İç Asya’dan demografik ve siyasi çalkantılar nedeniyle tutunamayarak batıya
doğru süregelen göç serüvenlerinde nihai yurtlarına adım atabilmişlerdi. Büyük
Selçuklu Devletinin en güçlü döneminde Anadolu’nun kapılarını açan Türkler,
Bizans’ın Anadolu’daki kesin hâkimiyetinin ortadan kalkmasından sonra Orta
Doğu’dan gelen diğer Semitik (Arap kökenli) toplumlarında Anadolu’ya
yaklaşmalarının önünü açmıştı. İlerleyen 100 yıllık süreçte Büyük Selçuklu
Devleti yıkılmış, Anadolu’nun bağrında bakiyelerinden yeni bir devlet
kurulmuştu (Anadolu Selçuklu Devleti).
1071’den itibaren Anadolu’nun bereketli toprakları Türkler
tarafından akın akın yurt edinilmeye başlandı. İç Asya’da tutunamayan Türk
boyları, henüz 2 yüzyıl önce göçtükleri İran/Irak/Suriye hattındaki Müslüman
Devletlerin birbirleri ile çatışmalarından uzaklaşmak ve Büyük Selçuklu
Devletinin yıkılmasından sonra yeni ve daha müreffeh yurtlar arayışına girmek
için Anadolu’ya akın ediyorlardı. Bununla birlikte Selçuklulardan önce
Anadolu’ya yaklaşan Oğuzlar, Hazar Devletine bağlı göçebe Türk boyları,
Karahanlı Devletinin ardılları ve Selçuklulardan sonra Anadolu’ya göç etmek
zorunda kalan Harzemşahlar ve elbette İran/Irak/Suriye hattında Büyük Selçuklu
Devletine tabi olan irili ufaklı Fars ve Arap kabilelerde bu göç dalgasına
katılmışlardı. Anadolu, 1071-1200 yılları arasında yoğun ve istikrarlı göçlerle
yeni ev sahipleri tarafından yurt haline getiriliyordu.

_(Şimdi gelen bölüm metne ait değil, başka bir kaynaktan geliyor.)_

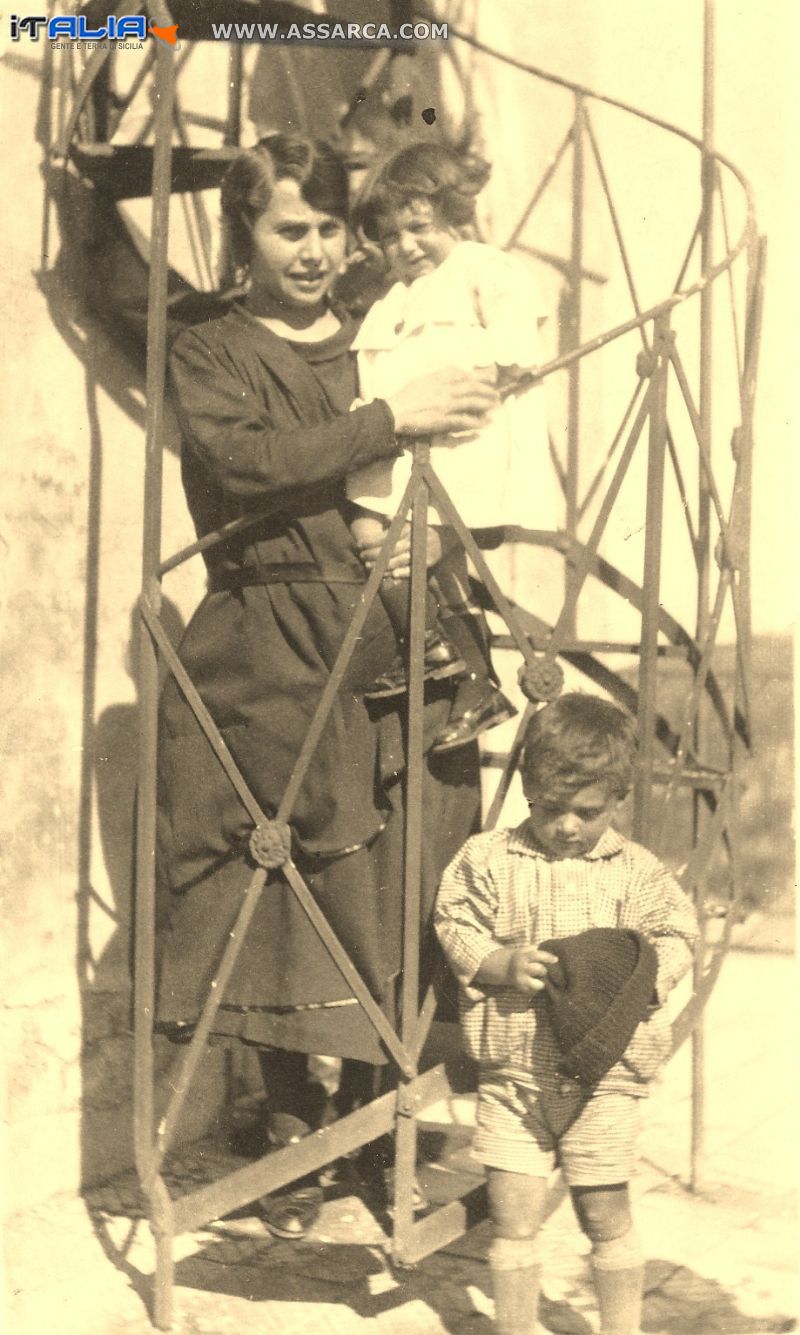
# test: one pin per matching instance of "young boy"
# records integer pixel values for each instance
(554, 1027)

Anadolu’nun Malazgirt savaşı öncesi demografik yapısı oldukça
kozmopolitdi. Doğu Roma İmparatorluğu Anadolu’da yaşayan bölgedeki muhtelif
toplumları paralı asker olarak kullanıyor, bölgenin güvenliğini sağlamak
karşılığında ise paralı askerlere ödediği ücretleri vergi adı altında dolaylı
olarak geri alıyordu. Alparslan’ın Anadolu’nun kapılarını açmasından sonra Doğu
Roma’nın Anadolu üzerindeki tahakkümü ortadan kalkınca bölgeye yaşayan
toplumlar (Ermeniler, Gürcüler, Küçük Kafkas Prenslikleri, v.b.) Selçuklu
Ordusu ile savaşmaktan çekinerek ve hatta Doğu Roma’ya karşı Selçuklu Ordusuna
hizmet ederek hayatta kalmaya çalışıyorlardı.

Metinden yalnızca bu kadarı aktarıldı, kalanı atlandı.